Approximate the derivative at the start of the step (tn):

\begin{displaymath}\frac{dx_i}{dt}\vert _{t_n} = \frac{x_i(n+1) - x_i(n)}{h} \end{displaymath}

NEW NOTATION!

xi(n) is the ith differential variable at time step n.

Explicit Euler:

x1(n+1) = x1(n) + h f1(x1(n),x2(n),...,xM(n),tn)

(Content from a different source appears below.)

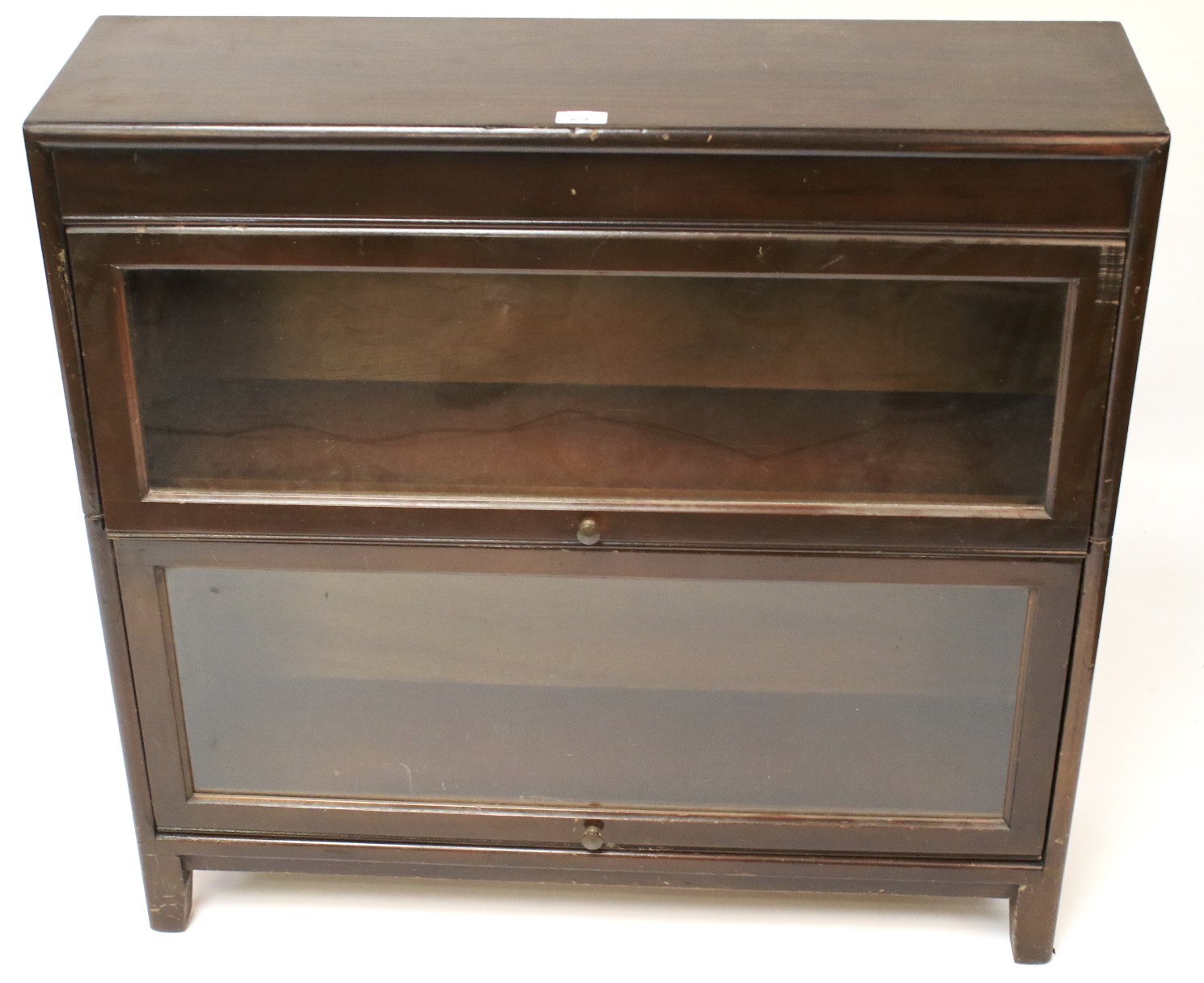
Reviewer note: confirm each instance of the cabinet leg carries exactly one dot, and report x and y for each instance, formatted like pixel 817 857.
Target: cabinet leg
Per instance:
pixel 1033 912
pixel 169 889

x2(n+1) = x2(n) + h f2(x1(n),x2(n),...,xM(n),tn)


..

xM(n+1) = xM(n) + h fM(x1(n),x2(n),...,xM(n),tn)

Algorithm: explicit Euler

Specify initial conditions: time t0, value of each differential variable xi(0).
Specify final time tf and step size h.
Initialise step counter n = 0.
do while tn < tf
set tn+1 = tn + h
if tn+1 > tf then
set tn+1 = tf
redefine h = tf - tn
end if
! DIFFERENT
do i=1,M
calc $ f_i(n) = f_i({\bf x}(n), t_{n}) $
calc xi(n+1) = xi(n) + h fi(n)
end do
increment n by 1
end do
return
Vector notation: ${\bf x} = (x_1,x_2,...,x_M) $

Example: two tanks

a = 4 kg/s,
k1 = 0.2 kg0.5/s,
k2 = 0.4 kg0.5 /s.
Initial conditions:
M1(0) = 100 kg,
M2(0) = 225 kg.

Choose step size for initial local error of 1 kg on M1 and M2.
Calculation for M1 $\Longrightarrow$ h = 10s.
Calculation for M2 $\Longrightarrow$ h = 7.746s.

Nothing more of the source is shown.